Climate Museum Sends Distress Signals to Stimulate Discussion

Climate Museum Sends Distress Signals to Stimulate Discussion

One of the signs that are popping up in New York City as part of an exhibition by the Climate Museum. Events are also planned to encourage dialogue about climate change.CreditCreditJustin Brice Guariglia, via the Climate Museum

New signs that resemble the digital highway messages that typically flash bad news about road construction, traffic delays, flood warnings and missing children will be dotting New York City by Labor Day.

But while they may warn of impending dangers, they are not typical. The 10 large solar-powered signs installed in the five boroughs through October arepart of “Climate Signals,” an exhibition by the Climate Museum. They will display what the museum’s director, Miranda Massie, describes as “aphoristic text” — surprising poetry, metaphor, even humor — designed to tempt passers-by into discussing climate change and the role cities play in the problem and solutions.

“It’s becoming axiomatic and clear that we need cultural transformation on climate in order to move forward,” she said. This project is a start, she added. It’s the second for the museum, which Ms. Massie founded three years ago.

Some signs will be in neighborhoods most vulnerable to climate change — where Hurricanes Sandy and Irene had the most impact, for example — and messages will appear in several languages. One of several partners on the project is the Mayor’s Office for Climate Policy and Programs.

Peter S. Knight, chairman of the board, said the museum sought to involve people beyond scientists in this discussion, “to integrate artists, poets, musicians, because their work can relate the urgency in a deeper way.”

“Conversation volunteers” from neighborhood organizations will staff each site on weekends, and Oct. 6 will be “Ask a Scientist Day.” That’s when the Climate Museum, in conjunction with the NASA Goddard Institute for Space Studies and two specialized research centers within Columbia University’s Earth Institute, will station climate scientists at each sign to engage the public.

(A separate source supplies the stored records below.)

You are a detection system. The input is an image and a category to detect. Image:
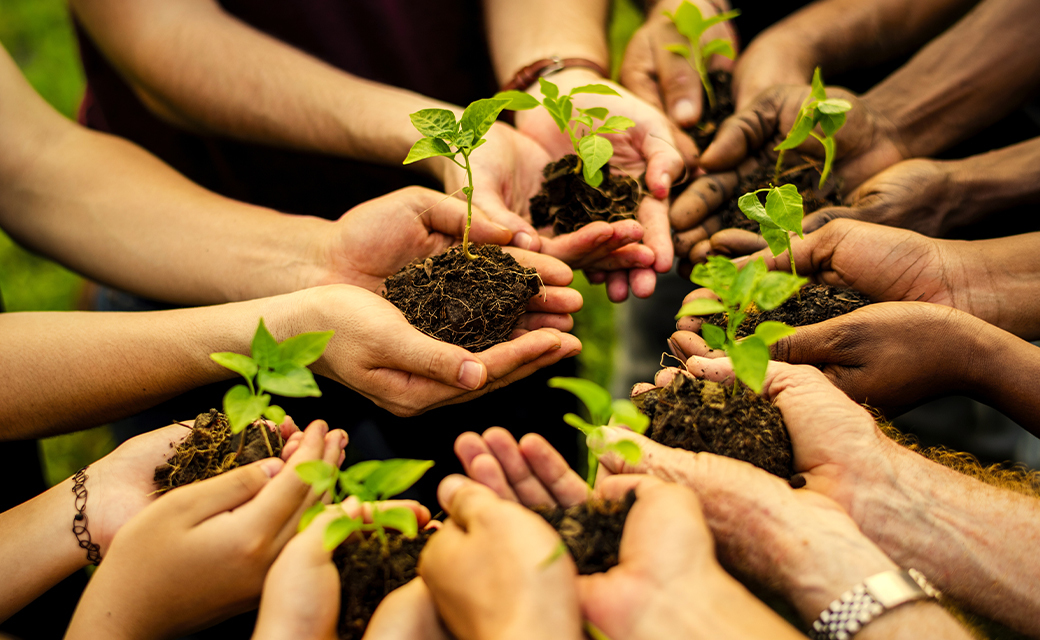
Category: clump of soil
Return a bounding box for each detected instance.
[633,375,794,479]
[719,151,841,233]
[332,530,434,640]
[686,71,735,151]
[154,409,284,495]
[384,245,542,352]
[703,284,874,338]
[530,154,641,235]
[534,491,635,575]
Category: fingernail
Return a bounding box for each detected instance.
[459,360,484,390]
[672,98,694,125]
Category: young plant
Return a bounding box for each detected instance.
[495,78,635,188]
[405,98,510,260]
[549,378,650,487]
[736,184,805,276]
[665,0,740,109]
[675,256,808,394]
[296,458,434,554]
[773,67,852,188]
[209,317,335,455]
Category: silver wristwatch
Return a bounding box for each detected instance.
[809,569,941,640]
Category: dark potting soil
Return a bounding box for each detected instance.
[686,71,734,151]
[703,284,873,338]
[719,151,841,233]
[530,154,641,234]
[633,375,794,480]
[384,245,542,352]
[154,409,283,495]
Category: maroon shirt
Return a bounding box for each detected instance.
[77,0,495,219]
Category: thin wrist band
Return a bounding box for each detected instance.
[72,464,101,566]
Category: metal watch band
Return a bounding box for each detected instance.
[502,55,607,92]
[809,569,941,640]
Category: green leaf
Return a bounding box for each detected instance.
[765,184,805,237]
[224,384,270,433]
[701,325,726,349]
[278,331,336,366]
[726,336,770,393]
[402,137,463,164]
[409,109,459,140]
[263,405,285,425]
[701,37,736,60]
[209,352,257,384]
[538,78,560,100]
[252,317,279,368]
[610,400,650,434]
[578,135,614,186]
[675,298,726,319]
[567,84,621,98]
[365,458,434,500]
[549,378,614,427]
[494,91,542,111]
[372,507,419,538]
[665,45,690,58]
[321,516,364,552]
[296,503,324,533]
[755,321,795,347]
[755,272,808,311]
[460,98,510,146]
[257,366,321,398]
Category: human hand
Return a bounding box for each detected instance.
[419,476,582,640]
[289,280,581,415]
[620,0,740,128]
[67,420,346,638]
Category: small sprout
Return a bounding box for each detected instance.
[675,256,808,393]
[736,184,805,276]
[773,67,852,188]
[495,78,635,188]
[665,0,740,108]
[296,459,434,553]
[405,98,510,260]
[209,317,334,436]
[549,378,650,487]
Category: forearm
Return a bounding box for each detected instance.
[0,297,296,439]
[853,443,1040,636]
[0,480,87,621]
[863,0,1040,157]
[72,0,459,172]
[485,0,609,84]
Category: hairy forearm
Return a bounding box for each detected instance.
[0,480,87,621]
[863,0,1040,157]
[72,0,459,171]
[484,0,609,84]
[853,443,1040,636]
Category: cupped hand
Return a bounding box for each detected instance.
[67,420,346,638]
[620,0,738,128]
[419,476,582,640]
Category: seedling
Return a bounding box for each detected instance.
[773,67,852,188]
[549,378,650,487]
[665,0,740,109]
[675,256,808,394]
[296,458,434,554]
[736,184,805,276]
[495,78,635,188]
[405,98,510,260]
[209,317,334,455]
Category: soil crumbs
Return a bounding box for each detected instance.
[154,409,283,495]
[703,284,874,338]
[530,154,641,235]
[633,375,794,480]
[384,245,542,352]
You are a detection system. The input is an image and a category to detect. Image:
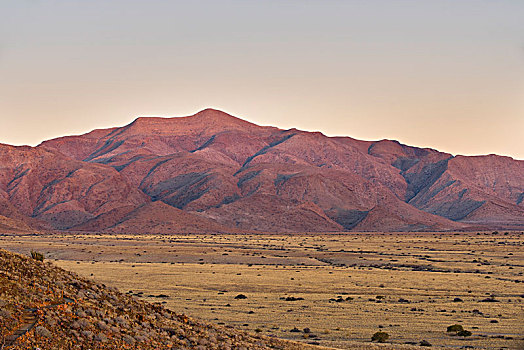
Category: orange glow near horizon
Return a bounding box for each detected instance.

There’s also a “Climate Walk and Arts Workshop” on the beach with the Jamaica Bay-Rockaway Parks Conservancy on Sept. 30, among many other events.

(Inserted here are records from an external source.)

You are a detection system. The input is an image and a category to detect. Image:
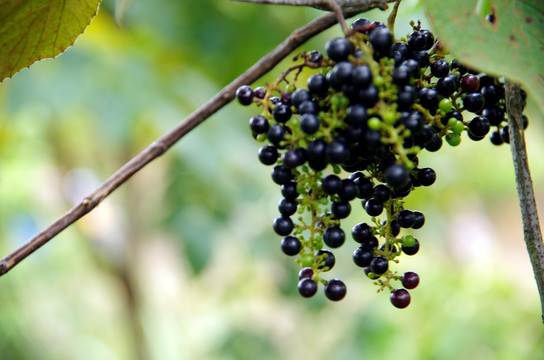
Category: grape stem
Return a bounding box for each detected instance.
[0,0,394,276]
[506,81,544,322]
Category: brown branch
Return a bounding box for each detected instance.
[0,0,394,275]
[506,82,544,322]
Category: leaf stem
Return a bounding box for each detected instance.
[506,81,544,322]
[0,0,393,276]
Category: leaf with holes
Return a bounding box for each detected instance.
[0,0,100,81]
[424,0,544,112]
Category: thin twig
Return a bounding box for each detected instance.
[506,82,544,322]
[0,0,393,275]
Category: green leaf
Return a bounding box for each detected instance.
[0,0,100,81]
[424,0,544,112]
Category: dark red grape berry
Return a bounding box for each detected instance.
[298,267,314,280]
[273,215,294,236]
[297,278,317,298]
[281,236,302,256]
[500,125,510,144]
[400,271,419,290]
[417,168,436,186]
[236,85,253,106]
[325,279,347,301]
[253,86,266,99]
[370,255,389,275]
[325,38,353,62]
[323,225,349,249]
[463,93,484,113]
[391,289,410,309]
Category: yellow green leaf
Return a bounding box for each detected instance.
[424,0,544,112]
[0,0,100,81]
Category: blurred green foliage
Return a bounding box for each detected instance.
[0,0,544,360]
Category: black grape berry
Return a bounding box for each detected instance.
[391,289,410,309]
[370,255,389,275]
[325,38,353,62]
[236,85,253,106]
[401,271,419,290]
[236,19,529,308]
[325,279,347,301]
[323,226,346,248]
[273,215,294,236]
[297,278,317,298]
[281,236,302,256]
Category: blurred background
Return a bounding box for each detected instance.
[0,0,544,360]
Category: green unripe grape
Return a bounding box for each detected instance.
[300,254,314,267]
[438,99,453,113]
[452,121,465,134]
[340,96,349,108]
[383,111,397,125]
[372,76,385,87]
[446,134,461,146]
[402,235,416,247]
[368,117,382,130]
[331,94,340,108]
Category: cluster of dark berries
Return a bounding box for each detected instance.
[236,19,524,308]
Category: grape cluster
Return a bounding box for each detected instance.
[236,19,527,308]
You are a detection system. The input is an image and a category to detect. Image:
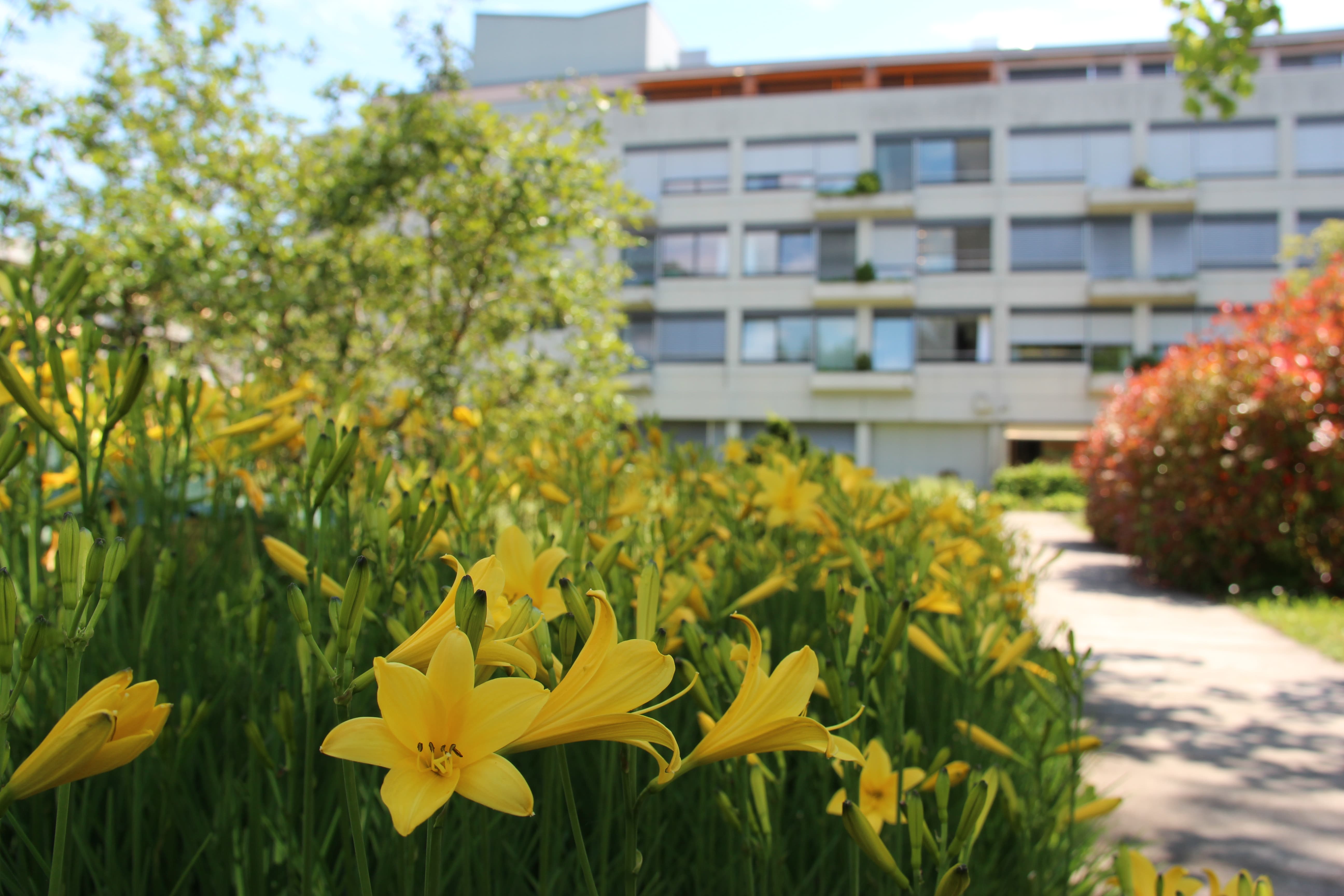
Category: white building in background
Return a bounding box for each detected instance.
[469,4,1344,484]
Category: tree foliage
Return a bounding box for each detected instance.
[1163,0,1284,118]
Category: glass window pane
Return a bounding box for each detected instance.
[695,231,729,277]
[876,140,914,192]
[780,230,817,274]
[742,230,780,275]
[872,224,918,279]
[742,317,777,364]
[915,227,957,274]
[1195,125,1277,177]
[872,317,915,371]
[1011,220,1083,270]
[1153,215,1195,279]
[817,317,855,371]
[1148,128,1195,183]
[621,149,663,201]
[918,138,957,184]
[657,314,724,361]
[1087,218,1134,279]
[659,234,695,277]
[956,137,989,184]
[817,227,857,281]
[780,317,812,363]
[1294,121,1344,175]
[1087,130,1134,187]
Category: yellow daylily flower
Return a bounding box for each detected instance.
[261,535,345,598]
[754,457,823,531]
[677,613,863,775]
[321,629,546,837]
[495,525,569,621]
[501,591,681,782]
[387,554,509,670]
[827,738,925,834]
[1116,849,1223,896]
[0,669,172,806]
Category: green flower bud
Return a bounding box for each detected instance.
[285,582,313,635]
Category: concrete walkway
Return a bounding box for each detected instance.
[1008,512,1344,896]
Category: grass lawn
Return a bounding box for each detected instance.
[1238,597,1344,662]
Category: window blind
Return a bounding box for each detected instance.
[1011,220,1083,270]
[1296,120,1344,175]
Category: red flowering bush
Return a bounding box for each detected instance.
[1074,254,1344,594]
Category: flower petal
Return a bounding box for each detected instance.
[374,657,442,750]
[321,716,415,768]
[457,754,532,817]
[450,678,548,763]
[382,768,458,837]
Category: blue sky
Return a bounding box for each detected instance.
[0,0,1344,123]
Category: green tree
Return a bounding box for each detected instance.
[1163,0,1284,118]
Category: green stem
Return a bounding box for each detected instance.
[425,803,447,896]
[47,646,83,896]
[554,744,597,896]
[621,746,640,896]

The artist Justin Brice Guariglia created the signs and included one among his works in Storm King Art Center’s group climate exhibition (through Nov. 11), one of many projects that have recently tackled the topic.

Ms. Massie and Mr. Knight are hoping to find a permanent home for the museum, which is temporarily on Governors Island, the site of some of the “Climate Signals” programs coming up. “A dedicated place where people can come just on this issue is urgently needed,” Mr. Knight said. “And New York is, I think, the perfect place to do it.”

Ms. Massie concurred, giving the example of the work that Holocaust and tolerance museums and memorials around the world have done to fight xenophobia, discrimination and genocide: “The idea of a mission-driven museum that is working to make a better future, that is the tradition that we are stepping into.”